Back in the 1970s, Israel’s defense budget represented about 30 percent of GDP. In a growing Israeli economy, it now stands at about seven percent, a figure still far higher than in Western countries.

“There is now an idea that security does not only mean defense budget. People understand that education and health and social services are security as well,” said Yesh Atid lawmaker Ofer Shelah, who is a member of both the Finance and Foreign Affairs and Defense committees in the Knesset.

“It is a growing debate that was once considered sacrilegious in Israel,” Shelah said.

In May, Defense Minister Moshe Yaalon, citing funding issues, called off a major homefront military drill.

“Delaying the drill is the first step on the way to an almost complete halt of military and defense training because of budget constraints. This is not a game, and we are not instilling fear,” a senior defense official said in the announcement.

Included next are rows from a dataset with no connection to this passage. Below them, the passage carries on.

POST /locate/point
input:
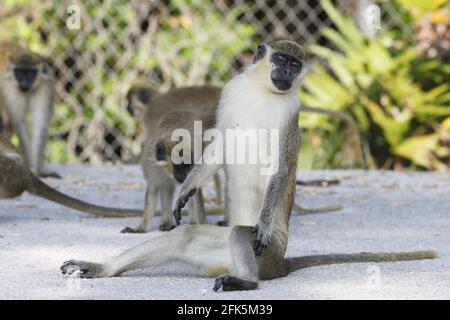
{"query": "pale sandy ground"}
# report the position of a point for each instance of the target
(384, 211)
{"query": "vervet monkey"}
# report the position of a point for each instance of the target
(26, 91)
(263, 96)
(148, 106)
(163, 175)
(159, 115)
(16, 178)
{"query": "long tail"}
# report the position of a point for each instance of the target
(297, 263)
(43, 190)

But Yaakov Lifshitz, of the Begin-Sadat Center for Strategic Studies, believes the Defense Ministry should be more responsible with its financial resources and questioned whether the public would accept such an argument.

“On the face of it, this announcement is creating some antagonism. We are talking about a budget of 60 billion shekels ($17.3 billion) … what’s to stop the air force from training?”

Finance Ministry officials say cuts can be made elsewhere, especially to generous pensions paid to officers who often retire in their 40s and then embark on a second career.

Netanyahu issued a statement last week in which he urged both sides to stop bickering and hold “a substantive discussion” until he makes his decision in the coming weeks.

In past years when the finance ministry cut the defense budget, defense officials tended to request more funds after the budget was approved. Following a public debate, the prime minister usually approved the increases.